We flew to Topeka, Kansas, to do… I don’t remember what business we had there. The only thing I remember was to visit a primary school there to mingle with kids. And it was perhaps there where the boss said, observing the electrical work, “See, this looks like a ‘Heian Hakubutsukan (平安博物館).’”

From Topeka, we flew back to Atlanta during a thunder storm. It was a really scary flight. I saw purple thunder bolts down to the plane… In Atlanta, “I think” we met a Japanese man who was working at the commerce department of the state and another man who was perhaps a Japanese consulate staff.

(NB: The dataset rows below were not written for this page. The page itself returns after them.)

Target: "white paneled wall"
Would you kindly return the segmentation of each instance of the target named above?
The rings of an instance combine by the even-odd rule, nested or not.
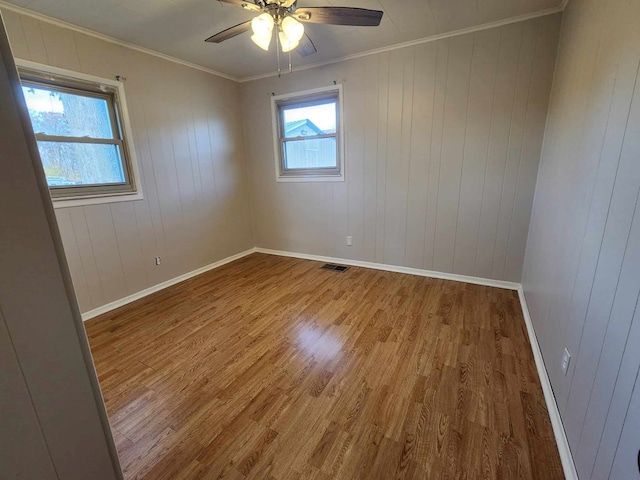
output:
[[[144,200],[56,210],[83,312],[253,246],[237,83],[3,15],[14,56],[126,78]]]
[[[523,275],[581,480],[639,478],[639,25],[637,0],[564,13]]]
[[[244,83],[257,246],[520,281],[559,25],[548,16]],[[333,81],[346,181],[276,183],[269,95]]]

After days in Atlanta, Topeka and again Atlanta, the boss and I went to Princeton, New Jersey, to see a business associate. Funnily, I really don’t remember anything about the business… We stayed at a lodge and went a nearby Japanese restaurant managed by a Taiwan man where no alcohol drink was available. We ordered the most expensive dinner set (funny sushi) and I went out to get some beer. Told it was only ten minutes to the nearest liquor store, I walked and walked… It was ten minutes by car!

We took a train at Trenton to go to NYC. Of course, we had no hotel reservation. My boss told me to try a hotel, near Penn Station, that looked like under renovation. There were vacancies and we stayed there. But it was the most interesting hotel! People staying there seemed all homeless and the shower room was like rubbles of concrete.

I really should have a digital camera to record the rest of my life.